Greffier lors des débats : Madame Angéline PLACERES.
Les parties ont été avisées que le prononcé de la décision aurait lieu par mise à disposition au greffe le 18 Janvier 2024.
ARRÊT
Contradictoire,
Prononcé par mise à disposition au greffe le 18 Janvier 2024,
Signé par Madame Cathy CESARO-PAUTROT, Présidente et Caroline VAN-HULST, greffier auquel la minute de la décision a été remise par le magistrat signataire.
***
Le 5 juin 2015, M. [G] [R] a acquis un véhicule de marque Renault modèle CLIO IV DCI 90 CH INTENS, immatriculé [Immatriculation 3] auprès de Mme [C] [W].

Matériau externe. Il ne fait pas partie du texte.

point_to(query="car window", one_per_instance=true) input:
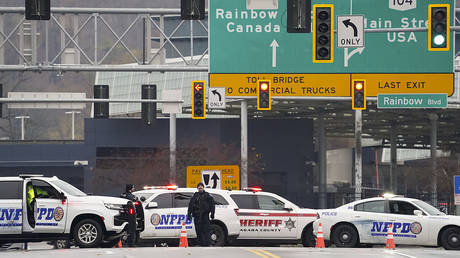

Il a assuré le véhicule auprès de la société Maif le 21 mai 2015, selon la Formule Tous Risques avec Franchise. Puis le 9 juin 2015, il a modifié son contrat et souscrit une garantie Plénitude qui avait l’avantage de prévoir un véhicule de prêt et le remboursement de la valeur d’achat si le véhicule a moins de 4 ans en cas de vol.
Le 21 août 2015, le véhicule a été volé alors qu’il était garé dans le parking de M. [R].
Le 4 septembre 2015, la Maif a désigné un expert en automobile, lequel a rendu son rapport au mois de février 2016 selon lequel le véhicule détenu par M. [R] ne pouvait être celui correspondant à la carte grise, ce véhicule ayant été gravement accidenté en Belgique et ayant fait l’objet d’une procédure de destruction en juin 2014.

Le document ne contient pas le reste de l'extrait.